Ein faszinierendes Kapitel der Geistesgeschichte ist der Dialog, der sich zwischen dem Physiker und Nobelpreisträger Wolfgang Pauli und dem Psychologen Carl Gustav Jung entwickelte. Die Annäherung an eine gemeinsame Ebene zwischen der modernen Quantenphysik und der Jungʼschen Psychologie greift die Erkenntnisse der neuen Physik auf und lässt sie in ein konsequent neues Verständnis von wissenschaftlichem Denken übergehen. Das so gewonnene Weltbild spannt den Bogen zwischen rationaler Wissenschaft und intuitivem Erleben, zwischen Natur- und Geisteswissenschaft, Materie und Geist – und ermöglicht den Beginn eines fruchtbaren Dialogs zwischen den unterschiedlichsten erkenntnissuchenden und therapeutischen Strömungen.
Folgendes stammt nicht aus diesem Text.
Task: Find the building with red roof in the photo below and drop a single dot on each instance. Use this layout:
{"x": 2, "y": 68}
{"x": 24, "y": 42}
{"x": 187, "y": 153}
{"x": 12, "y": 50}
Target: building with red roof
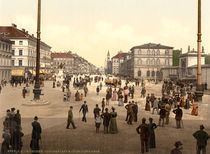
{"x": 24, "y": 50}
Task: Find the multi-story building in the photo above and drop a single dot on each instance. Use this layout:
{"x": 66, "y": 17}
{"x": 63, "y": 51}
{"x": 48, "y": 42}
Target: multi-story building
{"x": 116, "y": 61}
{"x": 5, "y": 58}
{"x": 24, "y": 50}
{"x": 147, "y": 60}
{"x": 65, "y": 59}
{"x": 108, "y": 64}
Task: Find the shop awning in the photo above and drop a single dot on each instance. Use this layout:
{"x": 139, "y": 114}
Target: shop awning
{"x": 17, "y": 72}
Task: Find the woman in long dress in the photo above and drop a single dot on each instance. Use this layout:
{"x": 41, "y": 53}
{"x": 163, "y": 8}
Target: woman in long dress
{"x": 147, "y": 106}
{"x": 195, "y": 109}
{"x": 151, "y": 127}
{"x": 114, "y": 97}
{"x": 113, "y": 122}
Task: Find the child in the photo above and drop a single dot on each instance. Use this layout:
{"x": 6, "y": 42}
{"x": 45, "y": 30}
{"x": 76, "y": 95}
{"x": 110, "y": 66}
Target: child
{"x": 98, "y": 123}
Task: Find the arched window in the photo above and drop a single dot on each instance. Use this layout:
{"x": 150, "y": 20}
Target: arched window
{"x": 166, "y": 62}
{"x": 139, "y": 73}
{"x": 153, "y": 52}
{"x": 139, "y": 52}
{"x": 148, "y": 73}
{"x": 153, "y": 62}
{"x": 167, "y": 52}
{"x": 139, "y": 62}
{"x": 153, "y": 73}
{"x": 158, "y": 62}
{"x": 148, "y": 62}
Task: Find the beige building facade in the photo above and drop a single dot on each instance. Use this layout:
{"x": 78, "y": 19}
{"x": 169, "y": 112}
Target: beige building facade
{"x": 147, "y": 60}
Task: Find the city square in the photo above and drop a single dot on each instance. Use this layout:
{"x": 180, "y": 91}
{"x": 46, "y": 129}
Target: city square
{"x": 94, "y": 81}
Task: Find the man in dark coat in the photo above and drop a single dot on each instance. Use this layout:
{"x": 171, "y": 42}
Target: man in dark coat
{"x": 18, "y": 139}
{"x": 152, "y": 126}
{"x": 135, "y": 111}
{"x": 162, "y": 115}
{"x": 106, "y": 118}
{"x": 24, "y": 92}
{"x": 201, "y": 136}
{"x": 36, "y": 136}
{"x": 144, "y": 135}
{"x": 70, "y": 118}
{"x": 178, "y": 116}
{"x": 177, "y": 149}
{"x": 96, "y": 111}
{"x": 84, "y": 109}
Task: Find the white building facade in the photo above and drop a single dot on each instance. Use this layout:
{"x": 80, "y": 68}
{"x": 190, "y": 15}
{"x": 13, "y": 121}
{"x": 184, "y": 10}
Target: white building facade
{"x": 148, "y": 59}
{"x": 24, "y": 52}
{"x": 5, "y": 59}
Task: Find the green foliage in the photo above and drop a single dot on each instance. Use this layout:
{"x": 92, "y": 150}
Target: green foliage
{"x": 176, "y": 54}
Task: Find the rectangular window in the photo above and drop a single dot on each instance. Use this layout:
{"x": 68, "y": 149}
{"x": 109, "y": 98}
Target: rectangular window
{"x": 20, "y": 63}
{"x": 13, "y": 62}
{"x": 13, "y": 52}
{"x": 20, "y": 52}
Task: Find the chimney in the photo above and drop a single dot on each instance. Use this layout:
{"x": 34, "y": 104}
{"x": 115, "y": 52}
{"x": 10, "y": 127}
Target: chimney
{"x": 13, "y": 25}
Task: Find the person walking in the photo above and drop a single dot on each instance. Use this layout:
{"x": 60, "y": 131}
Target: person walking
{"x": 155, "y": 106}
{"x": 178, "y": 112}
{"x": 84, "y": 109}
{"x": 152, "y": 126}
{"x": 177, "y": 149}
{"x": 103, "y": 105}
{"x": 97, "y": 90}
{"x": 144, "y": 135}
{"x": 135, "y": 111}
{"x": 96, "y": 111}
{"x": 106, "y": 119}
{"x": 24, "y": 92}
{"x": 201, "y": 136}
{"x": 98, "y": 122}
{"x": 167, "y": 109}
{"x": 108, "y": 97}
{"x": 36, "y": 136}
{"x": 113, "y": 122}
{"x": 18, "y": 139}
{"x": 70, "y": 118}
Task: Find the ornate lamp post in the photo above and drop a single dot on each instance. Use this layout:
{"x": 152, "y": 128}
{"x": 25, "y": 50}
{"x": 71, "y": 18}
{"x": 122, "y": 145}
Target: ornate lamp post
{"x": 199, "y": 90}
{"x": 37, "y": 90}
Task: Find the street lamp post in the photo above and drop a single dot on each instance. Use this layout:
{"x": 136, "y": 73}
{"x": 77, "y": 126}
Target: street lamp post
{"x": 37, "y": 90}
{"x": 199, "y": 90}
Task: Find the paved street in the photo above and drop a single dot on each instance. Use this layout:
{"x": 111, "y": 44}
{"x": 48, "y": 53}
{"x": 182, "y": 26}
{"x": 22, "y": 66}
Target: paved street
{"x": 84, "y": 139}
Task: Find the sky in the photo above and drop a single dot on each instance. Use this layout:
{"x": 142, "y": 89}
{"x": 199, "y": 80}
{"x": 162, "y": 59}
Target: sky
{"x": 92, "y": 27}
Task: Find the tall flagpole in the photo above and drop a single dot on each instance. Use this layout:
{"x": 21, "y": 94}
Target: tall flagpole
{"x": 37, "y": 90}
{"x": 199, "y": 90}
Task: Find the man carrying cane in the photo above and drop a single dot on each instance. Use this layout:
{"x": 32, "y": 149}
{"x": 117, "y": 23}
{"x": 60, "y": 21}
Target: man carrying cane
{"x": 84, "y": 109}
{"x": 36, "y": 136}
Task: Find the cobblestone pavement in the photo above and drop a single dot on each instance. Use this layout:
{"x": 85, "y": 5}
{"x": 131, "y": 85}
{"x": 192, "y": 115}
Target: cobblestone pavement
{"x": 57, "y": 139}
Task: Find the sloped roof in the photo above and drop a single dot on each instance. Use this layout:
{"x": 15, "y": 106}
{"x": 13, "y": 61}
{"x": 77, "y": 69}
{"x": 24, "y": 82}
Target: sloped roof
{"x": 120, "y": 55}
{"x": 62, "y": 55}
{"x": 4, "y": 39}
{"x": 12, "y": 32}
{"x": 151, "y": 46}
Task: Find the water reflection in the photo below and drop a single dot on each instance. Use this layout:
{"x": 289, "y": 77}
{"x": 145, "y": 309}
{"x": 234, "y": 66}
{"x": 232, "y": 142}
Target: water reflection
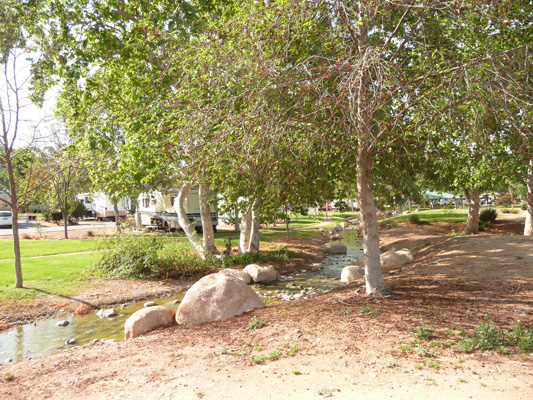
{"x": 45, "y": 337}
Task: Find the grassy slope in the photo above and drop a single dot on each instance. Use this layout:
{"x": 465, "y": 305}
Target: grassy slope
{"x": 67, "y": 275}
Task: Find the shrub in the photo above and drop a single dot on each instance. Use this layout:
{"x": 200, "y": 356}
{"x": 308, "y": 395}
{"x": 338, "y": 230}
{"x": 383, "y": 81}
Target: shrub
{"x": 506, "y": 200}
{"x": 78, "y": 210}
{"x": 57, "y": 216}
{"x": 129, "y": 256}
{"x": 415, "y": 219}
{"x": 488, "y": 215}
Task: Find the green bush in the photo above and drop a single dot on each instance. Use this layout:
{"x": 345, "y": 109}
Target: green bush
{"x": 506, "y": 200}
{"x": 78, "y": 210}
{"x": 126, "y": 255}
{"x": 488, "y": 215}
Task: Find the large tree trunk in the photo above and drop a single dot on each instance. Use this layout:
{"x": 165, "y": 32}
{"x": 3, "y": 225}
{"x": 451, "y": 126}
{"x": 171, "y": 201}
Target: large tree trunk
{"x": 253, "y": 244}
{"x": 184, "y": 221}
{"x": 65, "y": 222}
{"x": 14, "y": 212}
{"x": 207, "y": 222}
{"x": 117, "y": 215}
{"x": 236, "y": 220}
{"x": 472, "y": 196}
{"x": 375, "y": 284}
{"x": 246, "y": 227}
{"x": 528, "y": 228}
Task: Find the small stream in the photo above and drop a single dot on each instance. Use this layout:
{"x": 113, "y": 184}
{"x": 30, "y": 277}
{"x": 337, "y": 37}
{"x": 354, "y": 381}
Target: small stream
{"x": 26, "y": 342}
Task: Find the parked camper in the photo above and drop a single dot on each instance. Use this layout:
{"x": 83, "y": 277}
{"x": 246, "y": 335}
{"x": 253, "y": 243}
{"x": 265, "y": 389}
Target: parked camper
{"x": 100, "y": 207}
{"x": 158, "y": 210}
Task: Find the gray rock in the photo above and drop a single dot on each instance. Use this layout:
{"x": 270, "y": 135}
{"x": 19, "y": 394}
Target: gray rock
{"x": 261, "y": 274}
{"x": 216, "y": 297}
{"x": 107, "y": 313}
{"x": 335, "y": 247}
{"x": 236, "y": 273}
{"x": 146, "y": 319}
{"x": 352, "y": 273}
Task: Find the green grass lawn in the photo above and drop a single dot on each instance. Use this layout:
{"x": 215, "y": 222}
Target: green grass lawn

Und dabei – ohne jegliche Absicht und ohne jegliche physikalische Grenzüberschreitung – weitet sich das Verständnis von Wissenschaft derart, dass die Homöopathie als ganz natürlicher Aspekt einer in aller Tiefe verstandenen Naturbetrachtung gesehen werden kann. Und dies mit all ihren Implikationen, ihren Besonderheiten und mit all den seltsamen Phänomenen, die homöopathische Praktiker mitunter zum Staunen bringen.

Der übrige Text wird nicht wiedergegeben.